Abortion reform Irish style - Women still have no rights over their own bodies, continue to travel to the UK for procedure


She has the right to appeal a refusal and her appeal will have to be heard within seven days by a review panel of three different doctors -- again two psychiatrists and an obstetrician or gynecologist -- who will make the final decision.

So what does all this amount to?  In the first two scenarios in physical medical cases, there is almost no change.  Irish hospitals already carry out abortions in the very rare cases where continuing a pregnancy poses an immediate threat to the life of a mother for physical medical reasons.  The only change is that in non-emergency cases, doctors now have more certainty that a longer-term risk to the life of the mother may justify an abortion at an earlier stage.

So would this have saved Savita Halappanavar?   Probably not, because in the two days when she was requesting a termination the doctors in the Galway hospital had not diagnosed her sepsis.  

Even if they had, under the proposed law a termination could not have begun unless the doctors decided that there was a real and substantial threat to her life.   Although we know that sepsis can be deadly, we also know that most cases can be treated successfully with antibiotics.  

So we are back to the old problem -- when is a risk to the life of the mother, as opposed to merely her health, real and substantial?  

The new law does not make this clearer.  Instead it leaves it to doctors to decide. 

It is, of course, the third scenario, in which the threat to the life of the mother is from suicide, that poses the greatest problems.  

Because this is seen as the way in which widespread abortion was introduced in other countries, many people and politicians here are worried that a claim to be suicidal could be used by women who wanted an abortion for other reasons and who were not genuinely suicidal.

To calm these fears, the government has made this third scenario the most restrictive of all, requiring a unanimous decision by three doctors -- two psychiatrists and an obstetrician.

Why does it need more than one psychiatrist to decide if a woman is suicidal?  The answer is it doesn't.  

And why does one of the three have to be an obstetrician? An obstetrician is not a specialist in psychiatric assessment. 

You could have a situation where the two psychiatrists say the woman is suicidal and the obstetrician says no.  Obviously this make no sense.

And if a woman is highly stressed and feeling panicky and suicidal, is she really going to be in a fit state to put her case to three doctors she does not know?  If she is turned down, is she going to feel mentally strong enough to cope with putting the case to another three doctors?  

The reality is that many women, especially young women, who find themselves in a crisis pregnancy situation find it difficult even to talk to their own doctor or their family doctor.

A lot of this makes very little sense from a physical or psychiatric point of view.  But it does make a lot of sense from a political point of view.

The government's aim is not to produce legislation that is rational, coherent and sensible from a medical point of view.
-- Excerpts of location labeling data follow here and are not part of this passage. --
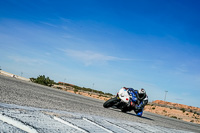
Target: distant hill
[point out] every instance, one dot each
(177, 105)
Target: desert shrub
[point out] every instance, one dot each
(183, 109)
(174, 117)
(41, 79)
(59, 88)
(164, 111)
(75, 90)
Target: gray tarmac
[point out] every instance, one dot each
(46, 109)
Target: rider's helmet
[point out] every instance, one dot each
(141, 93)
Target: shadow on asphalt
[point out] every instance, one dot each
(143, 117)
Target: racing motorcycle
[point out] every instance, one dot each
(122, 101)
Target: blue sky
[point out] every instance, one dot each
(106, 44)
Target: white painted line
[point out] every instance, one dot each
(69, 124)
(118, 126)
(98, 125)
(17, 124)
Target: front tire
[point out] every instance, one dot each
(110, 102)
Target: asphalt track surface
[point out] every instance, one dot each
(29, 107)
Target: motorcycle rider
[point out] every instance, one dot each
(138, 99)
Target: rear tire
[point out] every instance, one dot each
(110, 102)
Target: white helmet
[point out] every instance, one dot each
(141, 93)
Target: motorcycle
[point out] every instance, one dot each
(123, 101)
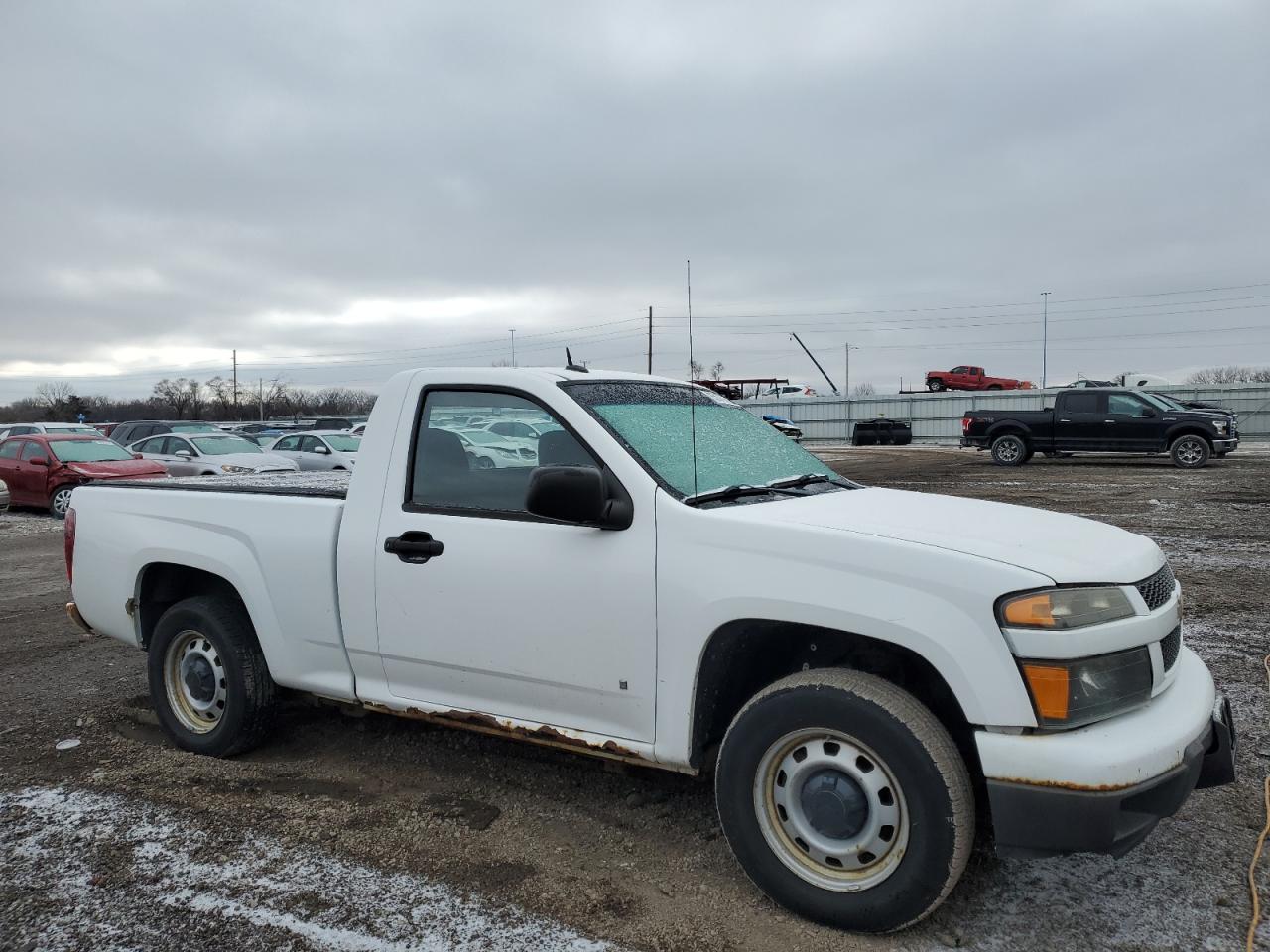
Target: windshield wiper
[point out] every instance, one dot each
(798, 481)
(742, 489)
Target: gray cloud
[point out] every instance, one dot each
(178, 180)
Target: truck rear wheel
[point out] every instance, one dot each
(844, 800)
(1010, 451)
(208, 680)
(1191, 452)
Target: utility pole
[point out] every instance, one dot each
(651, 340)
(1044, 335)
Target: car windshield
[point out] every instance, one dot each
(733, 447)
(87, 451)
(483, 436)
(193, 428)
(223, 445)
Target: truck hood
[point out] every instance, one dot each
(1067, 548)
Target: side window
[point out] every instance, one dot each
(453, 467)
(1125, 405)
(1080, 403)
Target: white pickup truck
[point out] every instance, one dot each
(662, 578)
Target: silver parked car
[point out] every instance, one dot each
(318, 449)
(209, 454)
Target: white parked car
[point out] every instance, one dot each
(786, 391)
(331, 449)
(489, 451)
(209, 454)
(681, 587)
(27, 429)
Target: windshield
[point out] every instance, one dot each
(87, 451)
(222, 445)
(656, 424)
(193, 428)
(484, 438)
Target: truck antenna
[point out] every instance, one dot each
(693, 393)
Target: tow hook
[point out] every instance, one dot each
(72, 612)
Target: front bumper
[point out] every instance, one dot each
(1035, 819)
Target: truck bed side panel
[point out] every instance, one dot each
(277, 551)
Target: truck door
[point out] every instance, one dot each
(1134, 424)
(1079, 421)
(517, 616)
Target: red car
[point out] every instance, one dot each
(42, 471)
(966, 377)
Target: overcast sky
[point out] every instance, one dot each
(340, 190)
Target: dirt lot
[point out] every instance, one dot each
(372, 833)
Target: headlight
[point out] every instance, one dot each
(1074, 693)
(1064, 608)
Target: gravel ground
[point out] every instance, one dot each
(372, 833)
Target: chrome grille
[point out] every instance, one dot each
(1157, 589)
(1170, 645)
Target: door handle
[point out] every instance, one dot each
(413, 547)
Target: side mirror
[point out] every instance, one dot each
(575, 494)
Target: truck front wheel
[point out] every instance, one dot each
(1010, 451)
(1191, 452)
(846, 800)
(208, 680)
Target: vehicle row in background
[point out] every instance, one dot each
(42, 470)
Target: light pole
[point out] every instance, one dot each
(1044, 335)
(846, 384)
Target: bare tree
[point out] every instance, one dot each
(53, 399)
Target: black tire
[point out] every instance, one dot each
(243, 694)
(913, 753)
(1191, 452)
(60, 502)
(1010, 451)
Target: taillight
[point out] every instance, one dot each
(68, 542)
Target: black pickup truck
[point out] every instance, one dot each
(1110, 420)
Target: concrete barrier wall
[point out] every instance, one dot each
(937, 417)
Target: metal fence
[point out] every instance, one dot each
(937, 417)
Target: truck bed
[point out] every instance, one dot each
(330, 485)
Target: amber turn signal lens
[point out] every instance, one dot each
(1049, 689)
(1030, 611)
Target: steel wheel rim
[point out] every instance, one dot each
(841, 865)
(194, 680)
(1189, 451)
Rather, it is to produce a legal framework on abortion that is so restrictive that it will get through the Dail (Parliament).  That's the real reason the proposed legislation is as convoluted as it is.  

Some of what is being proposed is so unbalanced that it is virtually certain to bring legal challenges in the courts.

For example, there is clear discrimination between women with a physical problem and women with a psychiatric problem, since in the first case an abortion can by permitted by two doctors but in the second case it will take three doctors.

There are many other shortcomings in the bill as revealed so far. For example, there are no proposals to allow abortion in rape or incest cases, even an incest case that might involve a very young teenager.  

Nor does it deal with cases of severe fetal abnormality or cases of fetal non-viability.  So women may still have to carry a non-viable fetus to full term, as they do here now, if there is no risk to their own life.    

What all this means is that Irish women who want an abortion, for whatever personal reasons, will still have to go to Britain to get them.  The only exceptions will be in cases where there is a medical need for an abortion because the woman's life may be in danger, or where a woman is suicidal.

To be fair to the government, they seem to be winning the argument so far, despite the opposition of the Catholic Church.   We had the nauseating sight last weekend of the lame duck Cardinal Sean Brady (a lame duck because of his record in dealing with child abuse by priests) attempting to lecture the government and the rest of us from the high moral ground.

As one politician here correctly observed, Brady and his crew don't occupy the high moral ground anymore and it will be a long time before they regain it, if ever.